26-27 September 2016, Pisa, Italy

The general strategy for future climate projections in ECOPOTENTIAL Protected Areas was discussed and decided during the Workshop on Future Projections held in Pisa, Italy, on September 26–27 2016. More than 20 researchers attended the meeting, representing ten protected areas within the project: Hardangervidda, Camargue, Curonian Lagoon, Gran Paradiso, Kruger, La Palma, Lake Orhid, Negev, Sierra Nevada and Wadden Sea. Researchers illustrated their needs in terms of future climate data needed as inputs for modelling and understanding changes in ecosystems and ecosystem services in the PAs and discussed the best strategy to adopt together with expert partners in climate modelling (CNR).

The strategy that will be adopted includes the use of specific downscaling methods for climate variables, in particular precipitation and air temperature, to be applied to coarser resolution data, such as those produced by regional climate models, in order to generate high resolution climatic inputs for the eco-hydrological models applied in the different PAs.

For both air temperature and precipitation, the downscaling tools that are being employed to generate the fine scale climatic fields take into account the orography. This is a necessary requirement for a downscaling method if it has to be applied in complex areas, such as mountainous or coastal areas. For precipitation, a stochastic downscaling method built on the RainFARM technique previously developed at CNR improved with the implementation of the orographic correction is employed. For temperature, the downscaling method takes into account bias correction procedures and an orographic correction based on the temperature lapse rate. After testing their performance, the methods have been applied to the outputs of Regional Climate Models from the EURO-CORDEX experiment at ~11 km spatial resolution over one selected PA, the Gran Paradiso National Park. An example of temperature downscaling over the Gran Paradiso National Park with initial data at 11 km resolution and final data at 1 km resolution is shown in the following figure.

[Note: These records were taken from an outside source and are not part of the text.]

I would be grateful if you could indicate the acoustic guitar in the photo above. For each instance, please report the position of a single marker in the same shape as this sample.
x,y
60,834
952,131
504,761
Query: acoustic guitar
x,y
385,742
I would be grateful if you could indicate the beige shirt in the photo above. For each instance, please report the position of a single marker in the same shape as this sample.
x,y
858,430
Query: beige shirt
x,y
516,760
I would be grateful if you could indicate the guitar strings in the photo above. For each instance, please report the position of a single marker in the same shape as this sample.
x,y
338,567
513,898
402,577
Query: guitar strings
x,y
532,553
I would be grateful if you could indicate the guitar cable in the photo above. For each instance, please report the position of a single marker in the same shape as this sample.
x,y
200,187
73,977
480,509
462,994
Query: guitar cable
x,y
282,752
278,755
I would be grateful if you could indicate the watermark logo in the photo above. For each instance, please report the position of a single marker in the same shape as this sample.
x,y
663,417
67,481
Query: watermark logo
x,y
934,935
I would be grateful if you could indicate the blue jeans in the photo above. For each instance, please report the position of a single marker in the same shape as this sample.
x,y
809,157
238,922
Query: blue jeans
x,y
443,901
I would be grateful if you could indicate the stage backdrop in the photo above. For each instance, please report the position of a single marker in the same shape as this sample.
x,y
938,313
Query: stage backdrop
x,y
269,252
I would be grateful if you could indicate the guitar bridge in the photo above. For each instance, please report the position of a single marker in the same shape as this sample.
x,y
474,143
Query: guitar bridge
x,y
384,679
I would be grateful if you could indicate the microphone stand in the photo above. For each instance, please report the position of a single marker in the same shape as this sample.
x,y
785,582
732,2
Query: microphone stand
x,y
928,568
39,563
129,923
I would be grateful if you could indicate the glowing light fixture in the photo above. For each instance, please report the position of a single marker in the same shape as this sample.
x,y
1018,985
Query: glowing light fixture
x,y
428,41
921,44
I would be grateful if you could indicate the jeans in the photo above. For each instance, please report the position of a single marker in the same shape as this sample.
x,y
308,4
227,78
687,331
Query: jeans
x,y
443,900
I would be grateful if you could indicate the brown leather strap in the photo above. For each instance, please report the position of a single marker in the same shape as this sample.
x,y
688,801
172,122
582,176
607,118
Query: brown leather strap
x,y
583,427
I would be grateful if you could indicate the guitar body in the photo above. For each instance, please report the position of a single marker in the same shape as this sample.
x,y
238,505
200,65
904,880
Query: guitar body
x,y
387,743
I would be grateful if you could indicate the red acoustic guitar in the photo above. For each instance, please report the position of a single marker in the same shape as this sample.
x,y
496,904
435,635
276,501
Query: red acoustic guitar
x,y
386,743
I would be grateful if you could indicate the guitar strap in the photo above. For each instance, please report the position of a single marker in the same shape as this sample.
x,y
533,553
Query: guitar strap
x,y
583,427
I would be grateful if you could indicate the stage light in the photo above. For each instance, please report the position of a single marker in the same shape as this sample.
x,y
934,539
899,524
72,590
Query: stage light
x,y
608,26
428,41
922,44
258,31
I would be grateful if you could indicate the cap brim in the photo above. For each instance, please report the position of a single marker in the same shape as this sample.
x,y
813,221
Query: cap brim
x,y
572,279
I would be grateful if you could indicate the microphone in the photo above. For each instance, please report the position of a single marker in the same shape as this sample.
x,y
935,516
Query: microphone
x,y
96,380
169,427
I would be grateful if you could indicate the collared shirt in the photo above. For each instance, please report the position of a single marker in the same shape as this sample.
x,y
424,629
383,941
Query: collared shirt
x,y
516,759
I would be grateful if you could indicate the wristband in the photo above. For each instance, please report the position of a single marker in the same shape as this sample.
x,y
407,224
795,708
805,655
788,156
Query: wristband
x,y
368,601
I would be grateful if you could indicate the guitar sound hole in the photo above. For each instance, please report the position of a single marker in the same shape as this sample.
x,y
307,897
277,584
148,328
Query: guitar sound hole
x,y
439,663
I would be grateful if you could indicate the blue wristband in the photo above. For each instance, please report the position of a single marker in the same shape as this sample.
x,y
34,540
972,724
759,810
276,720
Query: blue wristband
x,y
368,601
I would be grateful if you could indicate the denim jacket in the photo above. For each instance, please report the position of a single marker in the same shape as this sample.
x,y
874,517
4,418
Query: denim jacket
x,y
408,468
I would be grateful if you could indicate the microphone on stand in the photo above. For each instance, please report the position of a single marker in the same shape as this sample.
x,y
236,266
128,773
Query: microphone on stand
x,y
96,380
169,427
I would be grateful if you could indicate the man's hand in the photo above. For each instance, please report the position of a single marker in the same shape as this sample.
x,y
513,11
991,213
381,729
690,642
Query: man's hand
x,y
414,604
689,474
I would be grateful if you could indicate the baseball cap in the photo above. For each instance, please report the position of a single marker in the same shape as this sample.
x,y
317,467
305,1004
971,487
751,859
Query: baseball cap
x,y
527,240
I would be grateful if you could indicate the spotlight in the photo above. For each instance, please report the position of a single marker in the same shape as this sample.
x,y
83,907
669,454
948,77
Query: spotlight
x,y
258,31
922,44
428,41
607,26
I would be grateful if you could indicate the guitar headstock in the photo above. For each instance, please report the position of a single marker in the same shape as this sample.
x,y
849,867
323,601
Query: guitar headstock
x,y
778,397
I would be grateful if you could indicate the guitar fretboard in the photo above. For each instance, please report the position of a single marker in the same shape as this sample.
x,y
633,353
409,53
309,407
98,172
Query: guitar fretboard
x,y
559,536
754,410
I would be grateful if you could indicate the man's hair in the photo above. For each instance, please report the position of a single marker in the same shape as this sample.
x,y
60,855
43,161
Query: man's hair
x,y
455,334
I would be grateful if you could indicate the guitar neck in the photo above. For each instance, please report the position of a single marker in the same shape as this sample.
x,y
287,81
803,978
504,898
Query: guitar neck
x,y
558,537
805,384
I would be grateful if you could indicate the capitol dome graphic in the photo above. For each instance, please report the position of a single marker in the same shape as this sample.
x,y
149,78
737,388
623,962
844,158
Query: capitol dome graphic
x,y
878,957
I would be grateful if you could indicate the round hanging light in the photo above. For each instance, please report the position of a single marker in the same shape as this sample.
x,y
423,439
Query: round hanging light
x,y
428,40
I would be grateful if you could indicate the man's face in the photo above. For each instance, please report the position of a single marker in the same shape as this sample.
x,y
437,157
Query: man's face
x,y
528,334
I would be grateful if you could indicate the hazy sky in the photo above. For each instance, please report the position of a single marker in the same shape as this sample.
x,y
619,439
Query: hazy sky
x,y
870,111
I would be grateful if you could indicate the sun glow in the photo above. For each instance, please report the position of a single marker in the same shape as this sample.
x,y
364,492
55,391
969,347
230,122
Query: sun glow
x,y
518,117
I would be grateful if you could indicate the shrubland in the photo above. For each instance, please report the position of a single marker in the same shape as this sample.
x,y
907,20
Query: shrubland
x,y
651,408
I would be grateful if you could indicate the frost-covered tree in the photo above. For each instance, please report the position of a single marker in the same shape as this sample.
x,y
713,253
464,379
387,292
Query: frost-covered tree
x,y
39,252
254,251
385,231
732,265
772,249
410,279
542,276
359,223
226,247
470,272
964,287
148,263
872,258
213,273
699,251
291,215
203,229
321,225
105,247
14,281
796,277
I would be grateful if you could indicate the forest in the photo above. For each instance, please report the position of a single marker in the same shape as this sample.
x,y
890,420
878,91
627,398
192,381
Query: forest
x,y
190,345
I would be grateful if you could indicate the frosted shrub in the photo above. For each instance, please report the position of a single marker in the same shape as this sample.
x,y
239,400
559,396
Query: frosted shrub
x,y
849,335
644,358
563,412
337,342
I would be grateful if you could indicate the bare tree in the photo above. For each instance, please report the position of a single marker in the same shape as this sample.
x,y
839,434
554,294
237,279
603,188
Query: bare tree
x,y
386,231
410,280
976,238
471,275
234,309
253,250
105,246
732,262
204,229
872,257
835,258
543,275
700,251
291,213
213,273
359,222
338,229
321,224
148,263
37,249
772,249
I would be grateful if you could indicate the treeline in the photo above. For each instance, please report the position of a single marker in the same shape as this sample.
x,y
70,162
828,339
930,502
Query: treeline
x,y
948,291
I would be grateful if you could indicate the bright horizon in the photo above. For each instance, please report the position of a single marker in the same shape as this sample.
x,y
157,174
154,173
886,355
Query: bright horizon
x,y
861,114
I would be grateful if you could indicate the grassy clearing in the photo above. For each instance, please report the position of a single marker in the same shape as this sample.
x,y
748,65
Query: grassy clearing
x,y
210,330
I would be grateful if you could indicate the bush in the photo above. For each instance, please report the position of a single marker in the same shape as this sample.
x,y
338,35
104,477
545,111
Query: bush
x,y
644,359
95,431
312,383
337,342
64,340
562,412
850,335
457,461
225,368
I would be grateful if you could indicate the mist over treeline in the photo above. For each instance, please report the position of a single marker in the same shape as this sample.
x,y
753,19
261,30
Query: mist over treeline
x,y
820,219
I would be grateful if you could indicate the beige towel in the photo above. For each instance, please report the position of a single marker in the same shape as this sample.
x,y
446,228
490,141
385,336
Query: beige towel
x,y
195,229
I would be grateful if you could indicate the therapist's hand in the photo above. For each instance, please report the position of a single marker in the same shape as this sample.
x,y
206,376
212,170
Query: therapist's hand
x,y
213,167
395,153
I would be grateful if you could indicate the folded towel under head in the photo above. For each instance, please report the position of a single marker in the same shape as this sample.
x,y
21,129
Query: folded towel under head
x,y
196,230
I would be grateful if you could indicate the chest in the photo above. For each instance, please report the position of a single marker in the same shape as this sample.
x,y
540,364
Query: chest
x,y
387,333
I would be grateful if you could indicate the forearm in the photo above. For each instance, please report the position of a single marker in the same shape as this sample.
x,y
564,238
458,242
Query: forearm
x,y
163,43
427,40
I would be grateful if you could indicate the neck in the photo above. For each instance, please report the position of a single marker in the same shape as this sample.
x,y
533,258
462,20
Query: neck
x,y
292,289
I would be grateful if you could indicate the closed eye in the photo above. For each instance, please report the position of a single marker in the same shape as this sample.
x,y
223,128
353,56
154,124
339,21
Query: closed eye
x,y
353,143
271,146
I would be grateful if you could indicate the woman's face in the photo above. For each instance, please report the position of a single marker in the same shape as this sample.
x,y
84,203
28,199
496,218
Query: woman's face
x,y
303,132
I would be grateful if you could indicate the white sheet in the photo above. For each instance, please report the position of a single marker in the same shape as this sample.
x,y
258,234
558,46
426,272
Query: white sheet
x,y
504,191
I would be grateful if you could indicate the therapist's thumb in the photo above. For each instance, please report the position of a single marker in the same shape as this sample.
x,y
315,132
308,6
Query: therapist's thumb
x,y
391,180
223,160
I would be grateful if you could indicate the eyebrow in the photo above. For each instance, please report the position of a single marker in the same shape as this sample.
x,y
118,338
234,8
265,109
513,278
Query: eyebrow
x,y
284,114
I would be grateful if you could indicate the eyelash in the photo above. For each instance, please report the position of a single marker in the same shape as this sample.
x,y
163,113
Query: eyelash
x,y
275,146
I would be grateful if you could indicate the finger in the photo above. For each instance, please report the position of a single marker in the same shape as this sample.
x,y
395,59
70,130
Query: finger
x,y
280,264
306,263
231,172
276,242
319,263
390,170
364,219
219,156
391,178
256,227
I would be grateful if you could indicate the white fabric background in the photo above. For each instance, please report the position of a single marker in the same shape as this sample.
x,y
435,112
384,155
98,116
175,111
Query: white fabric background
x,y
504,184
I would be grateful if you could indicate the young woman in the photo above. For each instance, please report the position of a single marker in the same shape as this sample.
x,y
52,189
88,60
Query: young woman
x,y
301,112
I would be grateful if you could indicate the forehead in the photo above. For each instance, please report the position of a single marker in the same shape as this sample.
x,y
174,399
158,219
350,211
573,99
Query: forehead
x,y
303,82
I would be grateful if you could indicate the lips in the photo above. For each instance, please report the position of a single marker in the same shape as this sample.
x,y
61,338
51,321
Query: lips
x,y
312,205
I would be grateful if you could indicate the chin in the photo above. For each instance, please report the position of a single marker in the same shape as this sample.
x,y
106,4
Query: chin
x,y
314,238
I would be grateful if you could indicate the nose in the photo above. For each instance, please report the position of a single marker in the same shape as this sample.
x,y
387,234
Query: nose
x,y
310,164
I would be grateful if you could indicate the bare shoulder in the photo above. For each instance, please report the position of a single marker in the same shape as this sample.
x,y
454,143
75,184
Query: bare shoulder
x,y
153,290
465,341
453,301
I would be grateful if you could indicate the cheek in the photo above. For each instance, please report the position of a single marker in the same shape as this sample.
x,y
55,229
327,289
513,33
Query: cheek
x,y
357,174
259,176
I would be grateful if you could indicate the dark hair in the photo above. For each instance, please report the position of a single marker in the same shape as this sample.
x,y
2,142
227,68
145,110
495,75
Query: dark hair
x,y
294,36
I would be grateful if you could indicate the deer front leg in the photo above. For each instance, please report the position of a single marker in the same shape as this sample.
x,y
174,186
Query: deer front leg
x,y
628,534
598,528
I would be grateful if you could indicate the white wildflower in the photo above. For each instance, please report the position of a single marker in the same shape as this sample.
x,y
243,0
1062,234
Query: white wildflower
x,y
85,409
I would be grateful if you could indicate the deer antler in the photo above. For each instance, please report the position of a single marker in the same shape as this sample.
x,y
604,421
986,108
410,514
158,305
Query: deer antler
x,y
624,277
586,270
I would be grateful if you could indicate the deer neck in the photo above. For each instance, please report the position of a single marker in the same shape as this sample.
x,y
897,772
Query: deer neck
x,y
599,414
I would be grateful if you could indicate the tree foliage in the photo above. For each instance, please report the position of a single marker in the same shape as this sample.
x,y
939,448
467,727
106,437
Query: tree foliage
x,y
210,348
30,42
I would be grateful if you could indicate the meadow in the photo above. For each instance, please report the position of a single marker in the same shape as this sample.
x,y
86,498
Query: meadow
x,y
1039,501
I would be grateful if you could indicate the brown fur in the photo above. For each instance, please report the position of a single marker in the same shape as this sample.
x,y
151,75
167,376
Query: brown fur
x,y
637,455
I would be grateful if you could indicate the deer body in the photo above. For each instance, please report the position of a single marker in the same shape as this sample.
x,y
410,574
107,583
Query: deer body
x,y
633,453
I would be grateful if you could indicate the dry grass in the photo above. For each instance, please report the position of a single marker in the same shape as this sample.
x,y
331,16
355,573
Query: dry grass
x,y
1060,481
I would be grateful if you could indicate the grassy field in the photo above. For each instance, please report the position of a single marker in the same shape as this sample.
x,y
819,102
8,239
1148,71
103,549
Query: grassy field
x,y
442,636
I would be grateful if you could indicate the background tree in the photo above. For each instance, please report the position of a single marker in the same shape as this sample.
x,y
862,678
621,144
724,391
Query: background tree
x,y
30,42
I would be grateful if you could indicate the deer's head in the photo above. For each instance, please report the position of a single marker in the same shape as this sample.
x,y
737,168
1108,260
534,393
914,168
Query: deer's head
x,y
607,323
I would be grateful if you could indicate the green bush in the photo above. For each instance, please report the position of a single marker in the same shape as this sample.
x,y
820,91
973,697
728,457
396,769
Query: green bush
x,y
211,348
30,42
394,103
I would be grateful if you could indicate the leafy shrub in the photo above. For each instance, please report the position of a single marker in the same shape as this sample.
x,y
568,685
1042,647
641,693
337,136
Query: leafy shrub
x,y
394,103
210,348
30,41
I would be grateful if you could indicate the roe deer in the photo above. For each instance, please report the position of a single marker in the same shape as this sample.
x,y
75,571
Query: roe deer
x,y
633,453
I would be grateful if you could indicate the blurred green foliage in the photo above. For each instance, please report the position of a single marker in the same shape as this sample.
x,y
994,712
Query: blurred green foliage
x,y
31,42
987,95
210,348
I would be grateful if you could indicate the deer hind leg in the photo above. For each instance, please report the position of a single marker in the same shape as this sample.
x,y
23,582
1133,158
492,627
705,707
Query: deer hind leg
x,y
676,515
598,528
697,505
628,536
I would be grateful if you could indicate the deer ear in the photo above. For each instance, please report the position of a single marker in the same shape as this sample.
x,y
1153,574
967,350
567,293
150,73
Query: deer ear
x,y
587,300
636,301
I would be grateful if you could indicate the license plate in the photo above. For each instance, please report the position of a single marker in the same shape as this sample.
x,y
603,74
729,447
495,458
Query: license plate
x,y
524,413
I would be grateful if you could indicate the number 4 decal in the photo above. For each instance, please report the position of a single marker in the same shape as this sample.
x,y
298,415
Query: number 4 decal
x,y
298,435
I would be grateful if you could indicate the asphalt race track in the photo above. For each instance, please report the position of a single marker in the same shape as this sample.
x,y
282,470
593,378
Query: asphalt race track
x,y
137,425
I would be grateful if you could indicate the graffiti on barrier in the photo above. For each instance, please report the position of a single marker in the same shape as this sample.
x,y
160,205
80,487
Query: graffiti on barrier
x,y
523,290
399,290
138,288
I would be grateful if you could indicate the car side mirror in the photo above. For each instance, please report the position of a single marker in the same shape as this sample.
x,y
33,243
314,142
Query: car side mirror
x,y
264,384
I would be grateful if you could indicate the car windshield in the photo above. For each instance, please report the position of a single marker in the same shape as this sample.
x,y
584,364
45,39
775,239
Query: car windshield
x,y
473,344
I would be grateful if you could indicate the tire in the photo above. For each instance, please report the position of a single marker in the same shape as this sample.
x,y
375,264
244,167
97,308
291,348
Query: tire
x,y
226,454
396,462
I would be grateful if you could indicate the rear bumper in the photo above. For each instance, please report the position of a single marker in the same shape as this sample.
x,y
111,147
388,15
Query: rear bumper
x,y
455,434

An important outcome of the Pisa Workshop was the identification of the model data to be downscaled. In agreement with the project partners, the Regional Climate Model datasets included in the EURO-CORDEX archive was selected. It was also decided to focus first on the data having the highest spatial and temporal resolution (~11 km and 3-hr respectively) a requirement which is fulfilled by the RCA4 Regional Climate Model driven by five different Global Climate Models from the CMIP5 ensemble. For future projections, the decision was to employ the standard RCP4.5 and RCP8.5 scenarios from the latest IPCC Assessment Report.